Ana Cristina Andreazza, actualmente investigadora en la Universidad de Toronto, estudia los efectos del mal funcionamiento de las mitocondrias en las células cerebrales, y recuerda que una dieta adecuada y rica en antioxidantes también puede auxiliar en la protección cerebral.

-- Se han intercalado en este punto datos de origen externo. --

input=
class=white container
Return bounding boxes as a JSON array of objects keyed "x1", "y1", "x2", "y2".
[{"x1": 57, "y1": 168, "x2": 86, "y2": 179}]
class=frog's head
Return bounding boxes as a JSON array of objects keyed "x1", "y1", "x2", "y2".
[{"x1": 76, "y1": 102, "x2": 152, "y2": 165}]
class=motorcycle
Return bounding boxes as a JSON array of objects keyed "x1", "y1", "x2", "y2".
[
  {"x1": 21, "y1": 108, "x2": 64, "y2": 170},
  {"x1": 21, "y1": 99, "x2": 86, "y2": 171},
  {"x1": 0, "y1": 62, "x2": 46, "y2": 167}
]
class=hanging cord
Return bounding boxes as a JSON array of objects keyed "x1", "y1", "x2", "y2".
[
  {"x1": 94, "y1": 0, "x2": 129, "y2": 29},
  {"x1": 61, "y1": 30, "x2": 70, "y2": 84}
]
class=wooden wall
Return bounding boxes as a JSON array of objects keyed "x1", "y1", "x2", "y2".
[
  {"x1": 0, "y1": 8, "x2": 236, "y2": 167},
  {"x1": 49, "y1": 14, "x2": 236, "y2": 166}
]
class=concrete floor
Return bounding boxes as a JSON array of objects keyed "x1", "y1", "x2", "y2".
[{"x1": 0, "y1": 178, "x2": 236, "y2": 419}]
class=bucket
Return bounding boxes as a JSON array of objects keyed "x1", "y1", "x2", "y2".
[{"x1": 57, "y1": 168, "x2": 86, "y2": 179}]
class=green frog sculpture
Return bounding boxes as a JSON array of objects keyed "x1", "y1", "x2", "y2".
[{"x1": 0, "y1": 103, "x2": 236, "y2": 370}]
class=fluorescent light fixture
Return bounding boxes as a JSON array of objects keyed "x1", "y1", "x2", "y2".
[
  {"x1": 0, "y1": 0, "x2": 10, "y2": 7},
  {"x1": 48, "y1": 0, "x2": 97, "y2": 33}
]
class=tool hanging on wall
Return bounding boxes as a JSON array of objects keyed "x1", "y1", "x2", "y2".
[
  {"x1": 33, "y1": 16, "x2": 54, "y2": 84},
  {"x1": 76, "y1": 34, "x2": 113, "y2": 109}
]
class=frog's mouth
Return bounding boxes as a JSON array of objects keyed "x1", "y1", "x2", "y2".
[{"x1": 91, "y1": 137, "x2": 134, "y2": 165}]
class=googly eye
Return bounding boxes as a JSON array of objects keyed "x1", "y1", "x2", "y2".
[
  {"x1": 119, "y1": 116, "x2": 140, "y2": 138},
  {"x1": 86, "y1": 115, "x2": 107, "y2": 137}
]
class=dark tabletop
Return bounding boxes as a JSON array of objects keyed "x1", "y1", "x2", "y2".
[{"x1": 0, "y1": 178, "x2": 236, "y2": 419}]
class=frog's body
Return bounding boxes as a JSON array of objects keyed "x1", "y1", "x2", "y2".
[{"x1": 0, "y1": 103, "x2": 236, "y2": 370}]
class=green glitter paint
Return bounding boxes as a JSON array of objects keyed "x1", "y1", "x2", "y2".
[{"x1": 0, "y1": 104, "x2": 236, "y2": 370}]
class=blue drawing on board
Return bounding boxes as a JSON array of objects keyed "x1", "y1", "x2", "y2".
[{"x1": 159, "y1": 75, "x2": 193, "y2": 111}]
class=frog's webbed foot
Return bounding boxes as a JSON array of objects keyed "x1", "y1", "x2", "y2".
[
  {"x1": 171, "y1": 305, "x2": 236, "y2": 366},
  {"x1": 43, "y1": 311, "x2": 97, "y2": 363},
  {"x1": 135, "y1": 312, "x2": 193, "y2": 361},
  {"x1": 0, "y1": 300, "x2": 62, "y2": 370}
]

“La hipótesis de la neuroprogresión constituye hoy en día uno de los modelos relevantes para explicar la progresión de estas enfermedades”, comenta Lafer, colaborador del grupo gaúcho. “Existen otras hipótesis, basadas en la genética, en la interacción entre los genes y el medio ambiente, y en la inflamación, aunque todavía no se ha arribado a un consenso”.
Los proyectos
1. Análisis estereológico post mortem de las principales regiones cerebrales de individuos portadores de trastorno afectivo bipolar (nº 09/51482-0); Modalidad Apoyo Regular al Proyecto de Investigación; Coordinador Beny Lafer – USP; Inversión R$ 130.249,30
2. La prevención en la esquizofrenia y en el trastorno bipolar, de la neurociencia a la comunidad: una plataforma multifacética, multimodal y traslacional para la investigación y tratamiento (nº 11/50740-5); Modalidad Proyecto Temático/Pronex; Coordinador Rodrigo Affonseca Bressan – Unifesp; Inversión R$ 2.378.201,50
Artigos científicos
KAPCZINSKI, F. et al. Allostatic load in bipolar disorder: Implications for pathophysiology and treatment. Neuroscience and Behavioral Reviews. v. 32, p. 675-92. 2008.
BERK, M. et al. Pathways underlying neuroprogression in bipolar disorder: Focus on inflammation, oxidative stress and neurotrophic factors. Neuroscience and Behavioral Reviews. v. 35, p. 804-17. 2011.